Nearly a year ago, Mayor Ray Nagin headed up a team of city leaders to celebrate the breaking of ground on a new Home Depot store at the corner of Calliope Street and South Claiborne Avenue.
The ceremony marked a coup of sorts for New Orleans: The retailer, America's second-largest, was the first to commit to building a big new store in the inner city after Hurricane Katrina.
With tens of thousands of renovations occurring all over town, the opening of a Central City Home Depot promised to help New Orleans capture millions of dollars in sales taxes from Jefferson Parish. Additionally, the store was to be located in an area considered an economic wasteland.
In negotiating with Home Depot, the city relied on a tool similar to those often used to woo big-box stores: The retailer was approved for a long-term property tax reduction.
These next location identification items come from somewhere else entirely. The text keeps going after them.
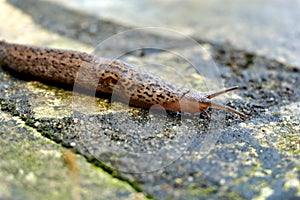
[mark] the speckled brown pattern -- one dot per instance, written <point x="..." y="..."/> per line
<point x="113" y="76"/>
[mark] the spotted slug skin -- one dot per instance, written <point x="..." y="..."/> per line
<point x="89" y="72"/>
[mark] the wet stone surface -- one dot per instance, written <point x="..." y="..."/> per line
<point x="180" y="156"/>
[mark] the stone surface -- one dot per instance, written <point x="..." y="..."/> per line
<point x="176" y="156"/>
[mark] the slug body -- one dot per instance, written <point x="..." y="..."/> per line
<point x="108" y="76"/>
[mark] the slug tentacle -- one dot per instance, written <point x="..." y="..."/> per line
<point x="113" y="76"/>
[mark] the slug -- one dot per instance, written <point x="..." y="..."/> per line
<point x="113" y="76"/>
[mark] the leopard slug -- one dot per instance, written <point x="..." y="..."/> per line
<point x="112" y="76"/>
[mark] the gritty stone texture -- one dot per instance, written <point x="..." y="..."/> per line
<point x="253" y="159"/>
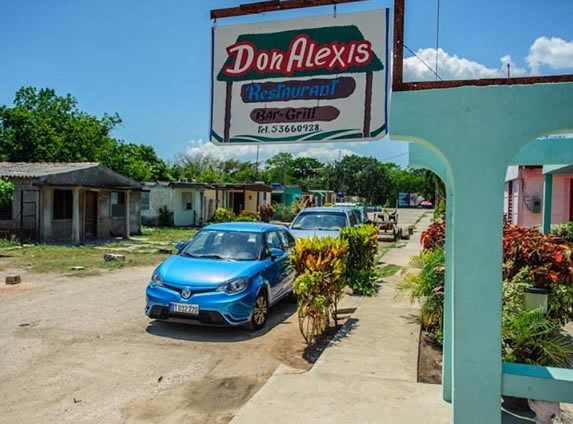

In addition, the city agreed to sell the streets under the site for a price well below the appraised value.
But few at the ceremony knew that a month before, Stone Age LLC, a granite and marble business founded in early 2005 by the mayor and his two sons, had landed a deal with Home Depot under which Stone Age would be cutting and installing all granite countertops purchased at four of the giant retailer's other local outposts.
The arrangement would violate Louisiana ethics laws if Nagin's stake in the company is 25 percent or more, but it's not clear how involved he is. Official paperwork lists him as a vice president and one of three members, along with his two sons -- but Nagin declined to answer reporters' questions about his role, according to the paper.
The Times-Picayune also revealed that the mayor's 2007 daily planner shows a meeting with "Home Depot" on Feb. 1 at the offices of Stone Age, which landed the deal two months later. Last month Nagin lashed out at WWL-TV for a report about his work habits based on an analysis of his daily planner; he charged that making his personal schedule public put him and his family at risk.